Kolejnym etapem było przygotowanie tablicy czasu pracy dla rot oraz wprowadzenie indywidualnych znaczników. Wdrożenie tego rozwiązania wiązało się również z włączeniem w 2021 r. kryterium zarządzania powietrzem do warunków zaliczenia egzaminu z zakresu taktyki zwalczania pożarów w ramach szkolenia podstawowego w zawodzie strażak. Za błąd krytyczny uznano nieopuszczenie przez ratownika strefy zagrożenia przed uruchomieniem się sygnału dźwiękowego ostrzegającego o niskim ciśnieniu. Duży nacisk jest również nieprzerwanie kładziony na komunikację, jako narzędzie skutecznego zarządzania i monitorowania. W SGSP powstają prace inżynierskie o tej tematyce.
Założenia projektu
Opisane powyżej doświadczenia oraz zdobyta wiedza skłoniły nas do realizacji projektu, który nazwaliśmy „Planuj, Zarządzaj, Monitoruj”. Skupia się on na szeroko rozumianej tematyce dowodzenia, kształtuje kluczowe elementy warsztatu dobrego dowódcy oraz wyjaśnia etapy przemyślanego działania.
- Planowanie poprzedza działanie.
- Zarządzanie jest narzędziem zapewniającym skuteczne i bezpieczne działanie.
- Monitorowanie to element kontroli pozwalający na upewnienie się, czy działanie jest rzeczywiście skuteczne oraz wprowadzający elementy korekcyjne w razie takiej konieczności.
W naszej ocenie dopiero takie wieloaspektowe spojrzenie na kwestię dowodzenia daje gwarancję operowania w systemie, w którym zaprojektowano istotne funkcjonalności działające na rzecz bezpieczeństwa i skuteczności działań. Nadmierne eksponowanie któregokolwiek z tych elementów może wpłynąć niekorzystnie na pozostałe. Zbyt duży poziom uogólnienia, podobnie jak zbyt duży poziom drobiazgowości, mogą utrudnić lub uniemożliwić skuteczne wdrożenie jakiegokolwiek rozwiązania z tej sfery. Dlatego na wypracowanie naszych pomysłów poświęciliśmy wiele lat (łącznie to już blisko dwie dekady), zebraliśmy doświadczenia wielu osób z różnych krajów zajmujących się różnymi dziedzinami (np. nurkowaniem, ratownictwem chemiczno-ekologicznym). Opieraliśmy się również na własnych bogatych doświadczeniach, zarówno w sferze dowodzenia, jak i intensywnego użytkowania sprzętu. Do tego uwzględniliśmy edukację dowódczą i specjalistyczną (np. uprawnienia konserwatorskie).

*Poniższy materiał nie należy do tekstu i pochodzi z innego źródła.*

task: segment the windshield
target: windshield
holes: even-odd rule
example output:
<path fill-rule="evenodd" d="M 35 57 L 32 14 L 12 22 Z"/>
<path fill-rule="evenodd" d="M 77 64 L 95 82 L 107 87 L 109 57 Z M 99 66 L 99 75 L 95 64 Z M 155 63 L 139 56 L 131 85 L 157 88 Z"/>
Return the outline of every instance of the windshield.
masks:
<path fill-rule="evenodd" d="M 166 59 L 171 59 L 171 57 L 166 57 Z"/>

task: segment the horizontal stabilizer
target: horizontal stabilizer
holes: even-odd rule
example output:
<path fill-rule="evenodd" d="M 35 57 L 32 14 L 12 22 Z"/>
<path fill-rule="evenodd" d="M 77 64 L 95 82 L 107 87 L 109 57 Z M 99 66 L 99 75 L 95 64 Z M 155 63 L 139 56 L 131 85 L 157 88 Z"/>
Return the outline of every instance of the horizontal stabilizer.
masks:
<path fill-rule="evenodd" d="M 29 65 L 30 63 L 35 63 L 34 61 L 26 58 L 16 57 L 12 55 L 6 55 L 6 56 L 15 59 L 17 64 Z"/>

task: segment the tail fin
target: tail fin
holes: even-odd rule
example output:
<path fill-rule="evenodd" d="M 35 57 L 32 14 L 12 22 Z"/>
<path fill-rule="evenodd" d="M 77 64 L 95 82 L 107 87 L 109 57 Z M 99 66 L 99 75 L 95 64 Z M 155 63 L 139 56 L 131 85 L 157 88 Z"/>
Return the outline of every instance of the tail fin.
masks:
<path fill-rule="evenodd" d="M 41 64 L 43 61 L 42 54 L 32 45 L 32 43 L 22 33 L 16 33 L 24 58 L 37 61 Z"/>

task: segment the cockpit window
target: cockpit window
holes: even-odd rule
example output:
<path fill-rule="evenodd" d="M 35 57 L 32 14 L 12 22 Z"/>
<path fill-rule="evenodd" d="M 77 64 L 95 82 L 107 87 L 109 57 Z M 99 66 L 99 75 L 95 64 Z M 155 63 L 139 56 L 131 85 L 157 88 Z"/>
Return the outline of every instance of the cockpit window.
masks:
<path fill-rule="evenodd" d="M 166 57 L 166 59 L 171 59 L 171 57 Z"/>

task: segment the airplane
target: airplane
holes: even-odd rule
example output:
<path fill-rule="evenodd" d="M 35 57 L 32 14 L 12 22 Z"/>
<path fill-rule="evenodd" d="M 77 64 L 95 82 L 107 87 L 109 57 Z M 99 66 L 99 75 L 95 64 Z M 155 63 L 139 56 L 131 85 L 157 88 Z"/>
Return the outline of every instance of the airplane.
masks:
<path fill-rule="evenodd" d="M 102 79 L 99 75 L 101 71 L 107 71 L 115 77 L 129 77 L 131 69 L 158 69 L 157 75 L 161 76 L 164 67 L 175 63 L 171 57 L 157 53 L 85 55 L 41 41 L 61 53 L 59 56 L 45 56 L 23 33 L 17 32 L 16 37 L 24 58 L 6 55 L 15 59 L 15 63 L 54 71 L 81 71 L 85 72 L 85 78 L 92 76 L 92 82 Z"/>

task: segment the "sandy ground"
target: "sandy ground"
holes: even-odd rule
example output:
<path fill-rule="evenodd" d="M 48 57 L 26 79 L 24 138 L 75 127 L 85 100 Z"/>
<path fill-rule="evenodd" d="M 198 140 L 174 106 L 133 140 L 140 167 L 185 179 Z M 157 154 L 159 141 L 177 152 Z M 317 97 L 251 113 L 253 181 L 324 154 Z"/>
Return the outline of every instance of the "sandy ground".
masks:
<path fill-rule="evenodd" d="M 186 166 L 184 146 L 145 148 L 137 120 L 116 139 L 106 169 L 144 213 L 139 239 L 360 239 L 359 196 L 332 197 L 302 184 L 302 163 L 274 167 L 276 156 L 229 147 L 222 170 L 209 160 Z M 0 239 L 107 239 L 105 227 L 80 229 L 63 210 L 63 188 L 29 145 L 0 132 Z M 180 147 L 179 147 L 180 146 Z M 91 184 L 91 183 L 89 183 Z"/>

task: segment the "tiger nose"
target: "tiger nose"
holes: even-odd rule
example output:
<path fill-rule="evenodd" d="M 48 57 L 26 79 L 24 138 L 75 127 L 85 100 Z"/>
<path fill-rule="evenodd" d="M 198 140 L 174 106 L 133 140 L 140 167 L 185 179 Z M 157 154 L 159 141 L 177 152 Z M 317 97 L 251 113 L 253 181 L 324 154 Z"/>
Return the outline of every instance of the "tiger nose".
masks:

Poniżej przedstawiamy ogólny zarys zagadnień wchodzących w skład naszego projektu. W miarę budowania poszczególnych obszarów będą one ulegały modyfikacji i rozbudowie, aby zmierzać ku spójnej całości, tworzącej jakościowy i szczegółowy model służący wspomaganiu decyzji dowódczych.
Planowanie to między innymi:
- identyfikacja i przydział kluczowych ról podczas zdarzenia, zależnie od SiS i ustalania priorytetów działania,
- przygotowanie sprzętowe do realizacji działań,
- zgrywanie ćwiczebne poszczególnych elementów w dobrze funkcjonującą całość.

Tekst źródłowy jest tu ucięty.